Everything You're Thinking About Nintendo Is Totally Wrong - AndrewDucker
http://www.wired.com/gamelife/2014/01/nintendo-mobile/
======
Tiktaalik
I agree with a great deal of what is said here, but the article doesn't
discuss the fact that it appears that multi-touch devices have become the
entry point to gaming (and technology in general) for very young children.

At coffee shops I am now constantly seeing the situation where adults are
chatting amongst themselves and a toddler has been given a mobile phone or
tablet to watch netflix or play some very simple kids game.

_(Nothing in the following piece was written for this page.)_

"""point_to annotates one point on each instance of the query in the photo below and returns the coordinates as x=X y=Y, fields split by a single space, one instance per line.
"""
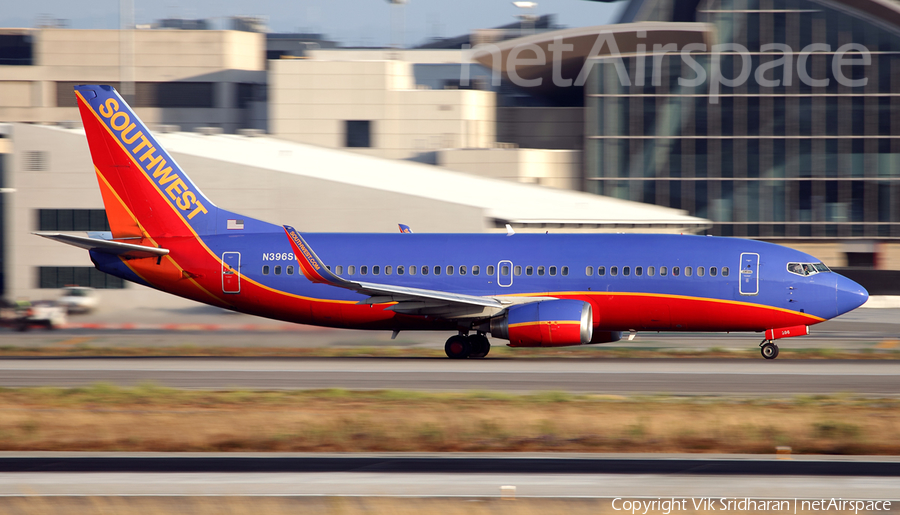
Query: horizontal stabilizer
x=109 y=246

I think it should be genuinely concerning to Nintendo that kids growing up
with multi-touch tablets may never feel the need to move onto a Nintendo
system.

It makes me wonder if there is space in the market for Nintendo to develop a
toddler focused, bomb proof, tablet in addition to their traditional handheld
lineup.

------
joosters
This comment on Reddit gives a much more convincing argument about where
Nintendo went wrong with the Wii U, and so what they need to do to fix it:

[http://www.reddit.com/r/truegaming/comments/1vowvg/how_can_n...](http://www.reddit.com/r/truegaming/comments/1vowvg/how_can_nintendo_right_the_ship/ceuqe4g?context=3)

TL/DR: Bad marketing and branding.